2. PPHS 501: Population Health & Epidemiology - Elements of Survey Design

Instructor Information

Instructor: Ananya Banerjee, PhD
Role: Assistant Professor, Equity, Diversity, Inclusion and Anti-Racism (EDIAR) Lead
Department: Epidemiology, Biostatistics and Occupational Health
Institution: School of Population and Global Health | McGill University

Exam Preparation Guidance

Primary Focus: Material from lecture slides will be the main content covered in the exam. Students are strongly encouraged to actively engage with the lecture material, perhaps by reviewing slides multiple times, to ensure a strong grasp of core concepts.
Readings: Do not need to memorize readings. Instead, focus on concepts that overlap with lecture material to deepen understanding. While readings provide supplementary context, the exam questions will directly assess knowledge from the lectures.

The Purpose of Surveys

Fundamental Role: Surveys are indispensable tools and among the most frequent modes of observation and measurement in health research. They provide a systematic approach to gather data from a defined population to infer characteristics, attitudes, or behaviors, allowing for broad data collection that might be impractical with other methods.
Descriptive Epidemiology Application: They utilize descriptive epidemiology to answer key questions:
- What are the health risks, diseases, or events?

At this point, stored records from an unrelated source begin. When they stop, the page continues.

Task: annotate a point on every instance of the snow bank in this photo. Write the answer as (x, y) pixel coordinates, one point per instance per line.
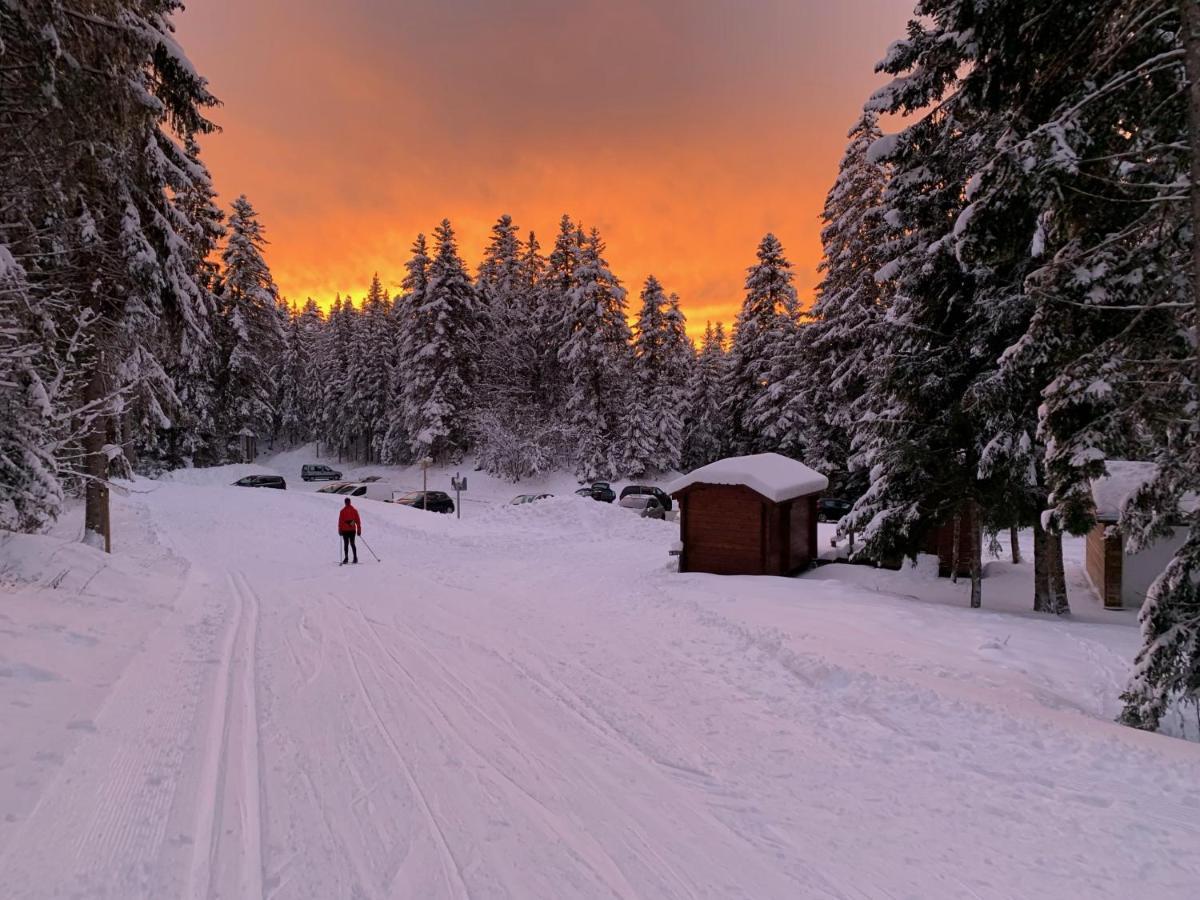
(777, 478)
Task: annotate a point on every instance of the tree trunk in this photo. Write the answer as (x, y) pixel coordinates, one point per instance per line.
(976, 537)
(1191, 13)
(954, 549)
(95, 463)
(1041, 568)
(1059, 601)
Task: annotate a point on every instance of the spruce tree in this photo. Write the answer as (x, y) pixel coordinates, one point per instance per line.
(765, 323)
(443, 364)
(594, 357)
(397, 445)
(654, 417)
(293, 382)
(840, 340)
(96, 117)
(250, 331)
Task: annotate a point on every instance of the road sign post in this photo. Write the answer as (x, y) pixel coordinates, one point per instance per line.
(459, 484)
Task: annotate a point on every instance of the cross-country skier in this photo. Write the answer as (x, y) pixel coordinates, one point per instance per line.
(348, 525)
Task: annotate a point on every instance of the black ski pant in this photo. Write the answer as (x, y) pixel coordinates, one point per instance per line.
(348, 547)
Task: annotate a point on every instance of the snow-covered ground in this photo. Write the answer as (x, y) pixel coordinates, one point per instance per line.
(532, 703)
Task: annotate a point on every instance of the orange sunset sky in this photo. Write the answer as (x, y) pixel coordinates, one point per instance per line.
(683, 130)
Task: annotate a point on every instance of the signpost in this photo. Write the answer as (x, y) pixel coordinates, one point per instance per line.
(425, 478)
(459, 484)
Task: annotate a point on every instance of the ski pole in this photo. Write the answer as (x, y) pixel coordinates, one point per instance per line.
(369, 547)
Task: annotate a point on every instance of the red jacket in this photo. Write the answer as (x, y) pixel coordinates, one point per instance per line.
(348, 521)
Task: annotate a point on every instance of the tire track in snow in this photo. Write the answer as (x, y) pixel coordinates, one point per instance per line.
(227, 857)
(450, 868)
(465, 696)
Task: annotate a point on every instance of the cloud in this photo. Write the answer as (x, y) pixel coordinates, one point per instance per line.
(683, 130)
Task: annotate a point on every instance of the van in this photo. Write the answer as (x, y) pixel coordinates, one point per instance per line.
(316, 472)
(371, 490)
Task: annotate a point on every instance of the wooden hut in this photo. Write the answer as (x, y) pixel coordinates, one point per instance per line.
(964, 525)
(749, 515)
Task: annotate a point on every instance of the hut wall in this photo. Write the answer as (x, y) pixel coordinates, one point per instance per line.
(1139, 570)
(724, 531)
(802, 532)
(1103, 561)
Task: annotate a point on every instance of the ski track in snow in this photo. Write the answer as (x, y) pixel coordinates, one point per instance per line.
(532, 705)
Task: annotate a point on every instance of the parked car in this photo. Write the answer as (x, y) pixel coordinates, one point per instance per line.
(316, 472)
(521, 498)
(262, 481)
(598, 491)
(832, 509)
(371, 490)
(432, 501)
(647, 505)
(647, 490)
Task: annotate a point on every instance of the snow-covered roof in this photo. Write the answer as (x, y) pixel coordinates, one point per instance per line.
(1110, 492)
(1123, 478)
(777, 478)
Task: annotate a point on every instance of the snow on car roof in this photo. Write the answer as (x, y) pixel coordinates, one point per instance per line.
(777, 478)
(1123, 479)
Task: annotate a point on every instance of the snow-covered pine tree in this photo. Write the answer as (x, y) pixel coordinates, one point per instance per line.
(334, 351)
(369, 376)
(765, 321)
(594, 357)
(681, 361)
(113, 103)
(517, 431)
(397, 445)
(653, 420)
(250, 331)
(706, 430)
(443, 364)
(549, 317)
(919, 441)
(30, 487)
(850, 305)
(192, 439)
(294, 388)
(1075, 223)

What is their frequency? Who is involved, where, and when? This involves understanding the distribution of health outcomes and determinants across various demographic, geographic, and temporal dimensions (e.g., identifying high-risk groups, geographical hotspots, or seasonal patterns).
- What is the rate of utilization for particular interventions? This could involve assessing how many people are using specific health programs, vaccines, or lifestyle interventions, and identifying barriers or facilitators to their uptake.
- What is the distribution and use of various health services? This includes understanding patterns of access to and engagement with primary care, specialized medical services, mental health support, and public health initiatives.

Why Surveys Are Useful (Examples)

**Estimating Incidence or Prevalence
:**
- Diseases: e.g., tracking the rate of new cases (incidence) or total existing cases (prevalence) of influenza outbreaks or chronic conditions like diabetes in a population at a specific time.
- Risk factors: e.g., determining the proportion of people engaging in certain health behaviors like smoking, physical inactivity, or unsafe sexual practices.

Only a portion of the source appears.